I’ve never washed clothes in the bathtub, but just becase the very thought makes my lower back hurt. I’ve washed plenty in the kitchen sink.
It’s been a festival of rice and beans at our house. Ramen, too.
I wash clothes in the tub on a regular basis. I have a clothes line but my pit bull (mix!) likes to shred anything hanging out there, even when I strung a line from the top of the trampoline to the top of the house and stood on a ladder to hang my laundry out.
I don’t know how he managed that one when he can barely get off the ground for a hot dog.
These days I just have them hanging up all over the house.
I also have two broken down cars in the yard. Both over 20 years old. One is a van we are glad to own because it means even broke down, we have a place to live if we can’t pay the rent.
Her: “Our bank balance is negative 50 bucks.”
Him: “So that means we have to raise 50 bucks just to be broke?”
(some sitcom bit I saw in an ad. I think it’s “According to Jim”, but not sure, didn’t pay attention to that aspect. Just know that I’ve “been there, doing that.”)

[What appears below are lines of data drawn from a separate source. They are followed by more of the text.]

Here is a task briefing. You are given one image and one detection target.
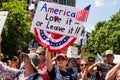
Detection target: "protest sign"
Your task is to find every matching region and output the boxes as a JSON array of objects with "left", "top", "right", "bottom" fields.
[
  {"left": 31, "top": 1, "right": 83, "bottom": 37},
  {"left": 0, "top": 11, "right": 8, "bottom": 35},
  {"left": 67, "top": 46, "right": 78, "bottom": 58}
]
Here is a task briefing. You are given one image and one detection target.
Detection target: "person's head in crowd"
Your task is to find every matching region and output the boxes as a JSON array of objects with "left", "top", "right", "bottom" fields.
[
  {"left": 23, "top": 53, "right": 40, "bottom": 72},
  {"left": 56, "top": 52, "right": 68, "bottom": 68},
  {"left": 76, "top": 56, "right": 80, "bottom": 64},
  {"left": 36, "top": 46, "right": 45, "bottom": 62},
  {"left": 0, "top": 53, "right": 4, "bottom": 61},
  {"left": 103, "top": 56, "right": 108, "bottom": 64},
  {"left": 68, "top": 57, "right": 76, "bottom": 67},
  {"left": 88, "top": 57, "right": 95, "bottom": 66},
  {"left": 105, "top": 50, "right": 114, "bottom": 63},
  {"left": 9, "top": 56, "right": 19, "bottom": 68},
  {"left": 30, "top": 47, "right": 37, "bottom": 53},
  {"left": 80, "top": 59, "right": 88, "bottom": 71}
]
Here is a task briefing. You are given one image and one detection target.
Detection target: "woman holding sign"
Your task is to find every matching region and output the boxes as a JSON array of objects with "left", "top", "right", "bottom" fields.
[{"left": 46, "top": 49, "right": 73, "bottom": 80}]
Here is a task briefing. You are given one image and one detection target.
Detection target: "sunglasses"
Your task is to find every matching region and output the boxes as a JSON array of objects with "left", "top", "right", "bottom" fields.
[
  {"left": 80, "top": 64, "right": 88, "bottom": 66},
  {"left": 37, "top": 53, "right": 43, "bottom": 56},
  {"left": 88, "top": 60, "right": 95, "bottom": 62},
  {"left": 57, "top": 57, "right": 65, "bottom": 61}
]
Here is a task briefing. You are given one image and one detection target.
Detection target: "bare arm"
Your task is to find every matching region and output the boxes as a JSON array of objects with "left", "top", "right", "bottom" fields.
[
  {"left": 46, "top": 49, "right": 53, "bottom": 72},
  {"left": 105, "top": 63, "right": 120, "bottom": 80}
]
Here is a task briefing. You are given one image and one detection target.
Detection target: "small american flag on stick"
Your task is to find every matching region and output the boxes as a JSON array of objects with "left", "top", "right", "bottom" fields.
[{"left": 76, "top": 5, "right": 91, "bottom": 22}]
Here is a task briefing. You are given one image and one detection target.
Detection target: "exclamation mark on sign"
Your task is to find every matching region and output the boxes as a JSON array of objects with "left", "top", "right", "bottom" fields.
[{"left": 74, "top": 27, "right": 80, "bottom": 35}]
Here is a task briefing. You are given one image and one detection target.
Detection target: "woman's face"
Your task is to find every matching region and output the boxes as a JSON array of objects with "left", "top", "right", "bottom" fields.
[
  {"left": 23, "top": 56, "right": 32, "bottom": 68},
  {"left": 80, "top": 60, "right": 88, "bottom": 70}
]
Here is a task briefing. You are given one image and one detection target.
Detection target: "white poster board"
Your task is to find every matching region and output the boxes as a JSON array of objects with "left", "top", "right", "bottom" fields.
[
  {"left": 0, "top": 11, "right": 8, "bottom": 35},
  {"left": 67, "top": 46, "right": 78, "bottom": 58},
  {"left": 31, "top": 1, "right": 83, "bottom": 37}
]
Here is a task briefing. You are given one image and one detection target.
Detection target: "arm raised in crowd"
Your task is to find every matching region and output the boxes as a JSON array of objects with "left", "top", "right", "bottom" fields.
[
  {"left": 46, "top": 49, "right": 53, "bottom": 72},
  {"left": 105, "top": 63, "right": 120, "bottom": 80}
]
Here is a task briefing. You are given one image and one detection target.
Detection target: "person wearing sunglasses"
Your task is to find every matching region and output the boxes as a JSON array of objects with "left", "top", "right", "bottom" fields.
[
  {"left": 66, "top": 57, "right": 78, "bottom": 80},
  {"left": 88, "top": 56, "right": 100, "bottom": 80},
  {"left": 46, "top": 49, "right": 73, "bottom": 80},
  {"left": 77, "top": 59, "right": 89, "bottom": 80},
  {"left": 36, "top": 46, "right": 50, "bottom": 80}
]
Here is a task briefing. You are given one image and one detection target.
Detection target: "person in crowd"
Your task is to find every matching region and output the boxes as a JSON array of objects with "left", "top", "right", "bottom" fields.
[
  {"left": 9, "top": 56, "right": 19, "bottom": 69},
  {"left": 46, "top": 49, "right": 73, "bottom": 80},
  {"left": 105, "top": 63, "right": 120, "bottom": 80},
  {"left": 77, "top": 59, "right": 89, "bottom": 80},
  {"left": 0, "top": 53, "right": 43, "bottom": 80},
  {"left": 66, "top": 57, "right": 78, "bottom": 80},
  {"left": 87, "top": 57, "right": 100, "bottom": 80},
  {"left": 89, "top": 50, "right": 116, "bottom": 80},
  {"left": 76, "top": 56, "right": 80, "bottom": 73},
  {"left": 36, "top": 47, "right": 50, "bottom": 80}
]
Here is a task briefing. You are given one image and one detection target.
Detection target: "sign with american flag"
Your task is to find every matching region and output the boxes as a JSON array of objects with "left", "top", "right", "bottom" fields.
[{"left": 31, "top": 1, "right": 90, "bottom": 52}]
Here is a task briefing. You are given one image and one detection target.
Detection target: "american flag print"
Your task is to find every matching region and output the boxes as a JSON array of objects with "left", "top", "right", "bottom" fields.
[
  {"left": 34, "top": 28, "right": 76, "bottom": 52},
  {"left": 76, "top": 5, "right": 91, "bottom": 22}
]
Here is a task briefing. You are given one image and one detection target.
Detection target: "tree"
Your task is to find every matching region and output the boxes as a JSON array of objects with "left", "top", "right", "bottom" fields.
[
  {"left": 0, "top": 0, "right": 34, "bottom": 55},
  {"left": 86, "top": 10, "right": 120, "bottom": 55}
]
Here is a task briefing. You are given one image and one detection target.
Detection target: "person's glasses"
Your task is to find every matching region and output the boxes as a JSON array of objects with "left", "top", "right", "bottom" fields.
[
  {"left": 57, "top": 57, "right": 65, "bottom": 61},
  {"left": 80, "top": 64, "right": 87, "bottom": 66}
]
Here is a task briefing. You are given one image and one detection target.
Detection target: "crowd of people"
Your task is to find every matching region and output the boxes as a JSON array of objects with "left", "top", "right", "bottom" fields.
[{"left": 0, "top": 38, "right": 120, "bottom": 80}]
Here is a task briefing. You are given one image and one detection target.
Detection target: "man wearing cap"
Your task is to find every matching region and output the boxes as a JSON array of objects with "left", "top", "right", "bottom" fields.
[
  {"left": 89, "top": 50, "right": 116, "bottom": 80},
  {"left": 46, "top": 49, "right": 72, "bottom": 80}
]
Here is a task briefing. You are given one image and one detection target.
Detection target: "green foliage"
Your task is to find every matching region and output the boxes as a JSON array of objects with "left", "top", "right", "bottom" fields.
[
  {"left": 0, "top": 0, "right": 34, "bottom": 55},
  {"left": 86, "top": 11, "right": 120, "bottom": 55}
]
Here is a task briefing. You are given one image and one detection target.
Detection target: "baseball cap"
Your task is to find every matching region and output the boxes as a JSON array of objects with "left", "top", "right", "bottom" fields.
[
  {"left": 56, "top": 53, "right": 67, "bottom": 59},
  {"left": 24, "top": 53, "right": 40, "bottom": 69},
  {"left": 105, "top": 50, "right": 113, "bottom": 56}
]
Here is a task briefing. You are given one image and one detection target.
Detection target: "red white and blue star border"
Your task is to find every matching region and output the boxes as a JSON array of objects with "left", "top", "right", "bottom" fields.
[{"left": 34, "top": 28, "right": 76, "bottom": 52}]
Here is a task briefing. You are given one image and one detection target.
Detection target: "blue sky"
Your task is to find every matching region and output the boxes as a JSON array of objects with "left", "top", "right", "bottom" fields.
[{"left": 76, "top": 0, "right": 120, "bottom": 31}]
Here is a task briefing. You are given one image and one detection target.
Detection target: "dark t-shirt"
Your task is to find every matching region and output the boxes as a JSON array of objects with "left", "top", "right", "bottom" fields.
[
  {"left": 97, "top": 63, "right": 116, "bottom": 80},
  {"left": 48, "top": 67, "right": 72, "bottom": 80}
]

You’re white trash if you think that Jeff Foxworthy is a documentarian. (In less-funny terms: you relate heavily to his “redneck” bits. “Rednecks” seem to be merely white trash that live south of the Mason-Dixon line.)
This has piqued my curiosity. When your food supply gets that low, let us know if it tastes like Boston’s signature dish, or like missing labour leader.

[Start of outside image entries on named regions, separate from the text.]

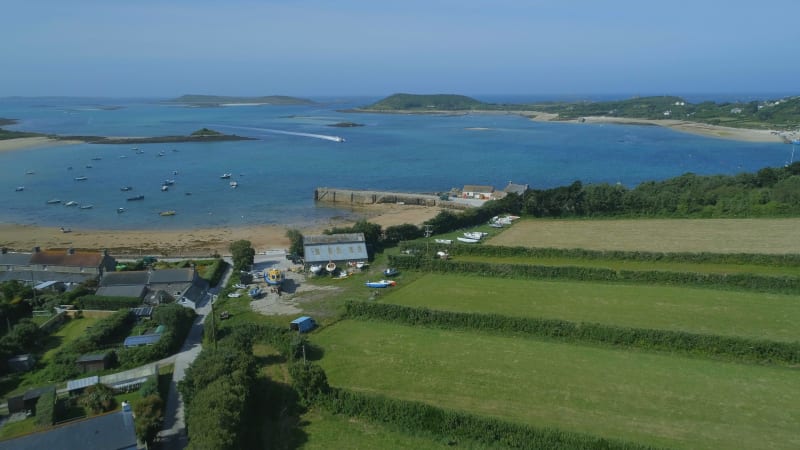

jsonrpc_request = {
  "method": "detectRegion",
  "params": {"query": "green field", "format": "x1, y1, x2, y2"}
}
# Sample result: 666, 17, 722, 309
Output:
313, 321, 800, 449
381, 274, 800, 342
454, 255, 800, 277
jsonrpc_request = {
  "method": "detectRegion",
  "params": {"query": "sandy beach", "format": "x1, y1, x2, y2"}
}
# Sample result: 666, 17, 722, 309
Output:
0, 204, 439, 256
526, 111, 794, 143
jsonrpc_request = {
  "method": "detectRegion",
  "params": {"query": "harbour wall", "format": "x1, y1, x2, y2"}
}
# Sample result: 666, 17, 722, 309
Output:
314, 187, 469, 209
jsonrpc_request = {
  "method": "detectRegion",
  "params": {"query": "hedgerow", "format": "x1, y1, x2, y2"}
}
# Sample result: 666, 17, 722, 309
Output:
344, 301, 800, 365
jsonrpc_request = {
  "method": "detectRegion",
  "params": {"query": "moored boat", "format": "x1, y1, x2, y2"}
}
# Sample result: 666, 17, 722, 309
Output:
264, 268, 284, 286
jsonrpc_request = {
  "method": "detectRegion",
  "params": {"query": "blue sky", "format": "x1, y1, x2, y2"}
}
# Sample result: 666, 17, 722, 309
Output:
0, 0, 800, 97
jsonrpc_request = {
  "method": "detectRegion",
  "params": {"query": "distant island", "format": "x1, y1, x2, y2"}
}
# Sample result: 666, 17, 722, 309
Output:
360, 94, 800, 139
328, 122, 364, 128
0, 121, 256, 144
165, 94, 315, 107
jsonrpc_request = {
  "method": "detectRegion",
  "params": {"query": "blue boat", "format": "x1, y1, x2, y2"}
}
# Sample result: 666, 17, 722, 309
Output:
364, 280, 397, 288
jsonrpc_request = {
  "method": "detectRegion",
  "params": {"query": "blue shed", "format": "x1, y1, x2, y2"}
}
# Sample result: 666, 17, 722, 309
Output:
289, 316, 317, 333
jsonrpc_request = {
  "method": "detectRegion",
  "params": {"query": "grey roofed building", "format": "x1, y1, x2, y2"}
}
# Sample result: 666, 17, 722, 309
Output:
96, 284, 147, 300
303, 233, 368, 264
0, 411, 140, 450
100, 270, 149, 287
503, 181, 528, 195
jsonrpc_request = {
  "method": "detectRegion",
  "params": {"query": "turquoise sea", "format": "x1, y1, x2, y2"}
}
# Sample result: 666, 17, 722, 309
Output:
0, 98, 791, 229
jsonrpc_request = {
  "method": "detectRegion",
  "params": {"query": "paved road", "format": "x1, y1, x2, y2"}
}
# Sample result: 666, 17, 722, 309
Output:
158, 262, 231, 450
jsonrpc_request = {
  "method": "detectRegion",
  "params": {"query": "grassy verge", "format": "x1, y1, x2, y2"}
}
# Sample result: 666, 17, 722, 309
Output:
381, 274, 800, 342
313, 321, 800, 448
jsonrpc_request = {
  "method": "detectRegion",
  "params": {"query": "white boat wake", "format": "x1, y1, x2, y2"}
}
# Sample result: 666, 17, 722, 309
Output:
213, 125, 344, 142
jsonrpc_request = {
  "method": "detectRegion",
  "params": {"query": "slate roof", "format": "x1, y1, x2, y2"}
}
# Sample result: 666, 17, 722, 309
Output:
31, 250, 103, 267
0, 411, 138, 450
150, 269, 194, 284
303, 233, 364, 245
100, 270, 148, 286
96, 284, 146, 298
462, 184, 494, 192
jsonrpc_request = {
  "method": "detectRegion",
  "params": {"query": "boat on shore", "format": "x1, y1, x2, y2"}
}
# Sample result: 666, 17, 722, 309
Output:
264, 268, 284, 286
364, 280, 397, 288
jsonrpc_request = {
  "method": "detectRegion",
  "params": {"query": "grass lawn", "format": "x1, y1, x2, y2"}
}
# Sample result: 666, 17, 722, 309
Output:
313, 321, 800, 449
488, 218, 800, 254
381, 274, 800, 342
454, 255, 800, 277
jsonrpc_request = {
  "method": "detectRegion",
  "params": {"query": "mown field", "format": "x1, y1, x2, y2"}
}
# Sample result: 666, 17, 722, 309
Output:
381, 274, 800, 342
488, 218, 800, 254
458, 255, 800, 277
312, 320, 800, 449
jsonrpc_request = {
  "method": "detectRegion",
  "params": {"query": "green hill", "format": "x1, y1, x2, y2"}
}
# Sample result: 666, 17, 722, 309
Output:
168, 95, 314, 106
363, 94, 485, 111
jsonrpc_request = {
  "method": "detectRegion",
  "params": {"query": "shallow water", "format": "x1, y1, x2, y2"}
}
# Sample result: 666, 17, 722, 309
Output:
0, 98, 791, 229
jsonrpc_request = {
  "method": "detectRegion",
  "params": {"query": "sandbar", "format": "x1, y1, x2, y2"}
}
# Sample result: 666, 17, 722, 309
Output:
0, 204, 440, 257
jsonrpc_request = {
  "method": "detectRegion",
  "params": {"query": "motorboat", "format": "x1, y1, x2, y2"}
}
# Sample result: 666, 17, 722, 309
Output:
264, 268, 284, 286
458, 231, 489, 242
364, 280, 397, 288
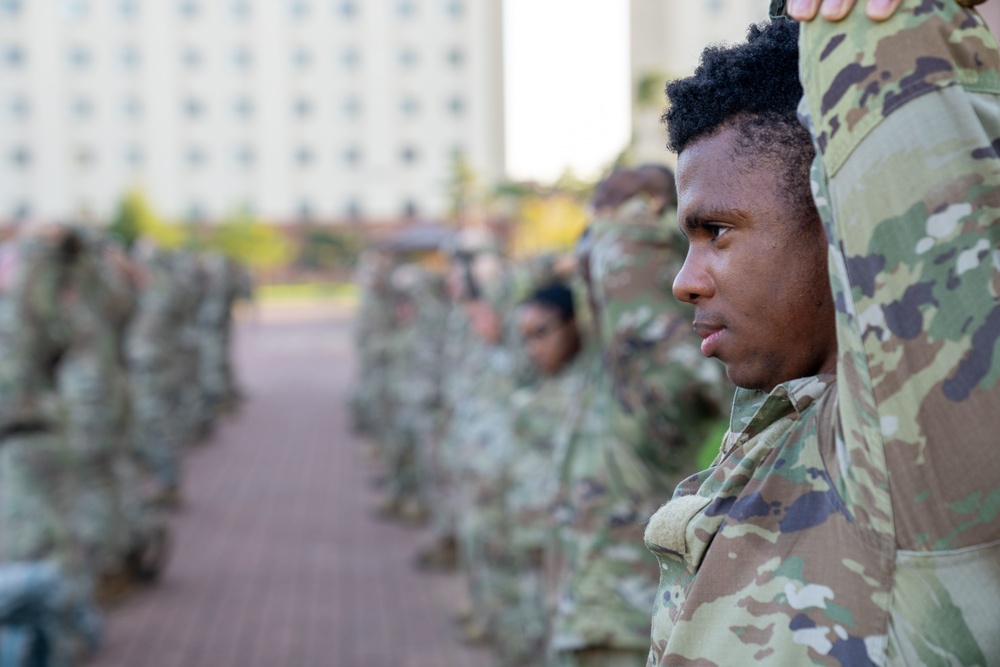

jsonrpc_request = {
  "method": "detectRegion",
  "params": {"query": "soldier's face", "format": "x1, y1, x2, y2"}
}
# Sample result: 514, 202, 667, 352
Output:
517, 303, 580, 375
674, 128, 837, 391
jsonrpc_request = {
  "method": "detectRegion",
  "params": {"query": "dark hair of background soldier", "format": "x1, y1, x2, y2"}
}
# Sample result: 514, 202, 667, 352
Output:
521, 283, 576, 322
660, 19, 816, 220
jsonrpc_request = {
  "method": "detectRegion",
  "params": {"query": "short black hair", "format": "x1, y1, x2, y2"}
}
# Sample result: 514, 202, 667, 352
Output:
521, 282, 576, 322
661, 18, 816, 215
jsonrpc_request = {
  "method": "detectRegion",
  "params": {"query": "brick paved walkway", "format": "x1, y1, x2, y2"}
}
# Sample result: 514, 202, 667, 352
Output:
88, 306, 490, 667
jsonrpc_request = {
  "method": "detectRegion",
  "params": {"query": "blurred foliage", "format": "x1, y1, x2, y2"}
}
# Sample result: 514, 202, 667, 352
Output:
108, 190, 187, 248
295, 227, 365, 271
448, 151, 477, 220
511, 193, 587, 257
206, 212, 294, 269
254, 283, 358, 302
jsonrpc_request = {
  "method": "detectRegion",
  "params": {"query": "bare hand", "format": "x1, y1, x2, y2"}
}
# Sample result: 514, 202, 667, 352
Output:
788, 0, 986, 21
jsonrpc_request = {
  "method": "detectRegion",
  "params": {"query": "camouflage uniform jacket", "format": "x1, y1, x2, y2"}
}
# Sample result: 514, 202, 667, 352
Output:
548, 354, 664, 655
589, 199, 730, 488
646, 0, 1000, 667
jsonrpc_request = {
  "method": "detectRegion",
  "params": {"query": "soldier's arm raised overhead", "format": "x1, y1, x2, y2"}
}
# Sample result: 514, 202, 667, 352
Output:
646, 0, 1000, 666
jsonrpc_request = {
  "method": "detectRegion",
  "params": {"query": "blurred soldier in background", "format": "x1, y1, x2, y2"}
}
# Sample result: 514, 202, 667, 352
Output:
125, 241, 187, 506
549, 166, 726, 667
0, 227, 106, 665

You guys have me wondering - what’s the difference between poor and white trash? White trash are usually…economically-challenged, but not all poor people are white trash.
I spent a year as white trash [I lived on 13th Bay St in Norfolk VA] where I was making minimum wage and had $20 a month for groceries. I washed everything except my work uniforms in the sink and hung them on a wooden rack inside [because anything left outside got stolen] mainly because the work uniforms got sent to a commercial laundry by my employer.

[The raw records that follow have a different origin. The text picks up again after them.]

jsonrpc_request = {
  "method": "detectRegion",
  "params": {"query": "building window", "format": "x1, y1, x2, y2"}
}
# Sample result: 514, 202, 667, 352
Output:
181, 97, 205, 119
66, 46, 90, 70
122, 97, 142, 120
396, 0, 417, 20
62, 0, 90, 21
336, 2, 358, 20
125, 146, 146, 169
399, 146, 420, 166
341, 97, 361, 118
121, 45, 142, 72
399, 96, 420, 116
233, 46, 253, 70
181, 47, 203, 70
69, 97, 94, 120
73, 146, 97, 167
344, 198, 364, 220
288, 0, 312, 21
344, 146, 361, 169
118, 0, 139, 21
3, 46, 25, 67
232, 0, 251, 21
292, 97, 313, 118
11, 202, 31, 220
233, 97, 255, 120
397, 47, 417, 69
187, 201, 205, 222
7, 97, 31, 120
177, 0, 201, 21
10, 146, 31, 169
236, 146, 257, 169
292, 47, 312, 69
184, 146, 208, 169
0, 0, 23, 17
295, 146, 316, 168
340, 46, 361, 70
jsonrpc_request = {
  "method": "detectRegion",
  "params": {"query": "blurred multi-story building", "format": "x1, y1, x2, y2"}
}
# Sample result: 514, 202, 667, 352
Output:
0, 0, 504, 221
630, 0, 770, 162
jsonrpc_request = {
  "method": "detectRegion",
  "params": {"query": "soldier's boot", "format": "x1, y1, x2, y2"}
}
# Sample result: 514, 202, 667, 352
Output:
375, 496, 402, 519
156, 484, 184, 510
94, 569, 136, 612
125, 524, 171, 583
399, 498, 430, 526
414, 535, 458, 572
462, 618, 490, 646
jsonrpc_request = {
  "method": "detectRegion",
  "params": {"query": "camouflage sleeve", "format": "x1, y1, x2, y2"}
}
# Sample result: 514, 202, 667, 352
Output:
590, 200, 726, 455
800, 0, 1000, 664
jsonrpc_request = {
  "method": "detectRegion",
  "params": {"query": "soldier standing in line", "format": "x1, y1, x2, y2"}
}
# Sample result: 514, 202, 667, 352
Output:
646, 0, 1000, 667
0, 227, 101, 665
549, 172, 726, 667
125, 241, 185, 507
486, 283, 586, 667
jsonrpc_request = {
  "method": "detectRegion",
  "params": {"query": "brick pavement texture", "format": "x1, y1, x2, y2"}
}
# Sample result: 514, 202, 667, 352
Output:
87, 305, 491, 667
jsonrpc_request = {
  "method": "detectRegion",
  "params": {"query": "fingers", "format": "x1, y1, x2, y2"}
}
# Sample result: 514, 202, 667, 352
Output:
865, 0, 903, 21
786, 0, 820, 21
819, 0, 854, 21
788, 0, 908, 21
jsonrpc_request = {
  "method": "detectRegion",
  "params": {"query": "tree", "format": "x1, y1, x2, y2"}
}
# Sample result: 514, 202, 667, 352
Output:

Sack of beans, Sack of rice, huge commercial container [1 pound] of Montreal steak seasoning that ‘fell off the back of a truck’ thanks to a friend who worked in a diner. I haunted the crunch and dent section of the produce section of the 21st Street Farm Fresh, and invested a buck in a package of chicken backs as I could fish and crab [mainly crab] at the Lynnhaven Fishing Pier after I got off work [toss a pair of tidewater nets in, set a kitchen timer for 45 minutes, go to sleep. When it rings haul them in, check for crabs, rebait if needed, lather rinse repeat. I traded or sold the excess crabs for different seafood or cash at a seafood store locally] and got a whole smithfield ham as a christmas present - that sucker lasted me as seasoning for about 5 months, ending its wonderful life as the bone in split pea soup.
I was quite glad to get a much better job. Working in a semi legal boiler room making outgoing phone calls validating those little raffle entry cards and setting appointments for timeshare meetings. Hey, it was paying $9 per hour, and I seem to remember $5 per appointment set up that the people actually showed up for. I actually ended up making about $100 or so a month from people actually showing up for the timeshare meetings. I apologize if I tried to set an appointment with you, but you did actually fill out the damned cards …
I washed my clothes by hand when I lived in Bulgaria. I’ve never actually seen a bathtub in Bulgaria, so I used what anyone in my situation would have used - a legen, or a plastic washtub. I hung them up to dry inside my house. Sometimes I didn’t have running water, and then I’d go out to the town cheshma (fountain) and haul water back to wash up. I’d heat it up first, though, because handwashing with freezing water stinks.
I also picked up pinecones and twigs walking around my town to use as kindling for my petchka (wood stove).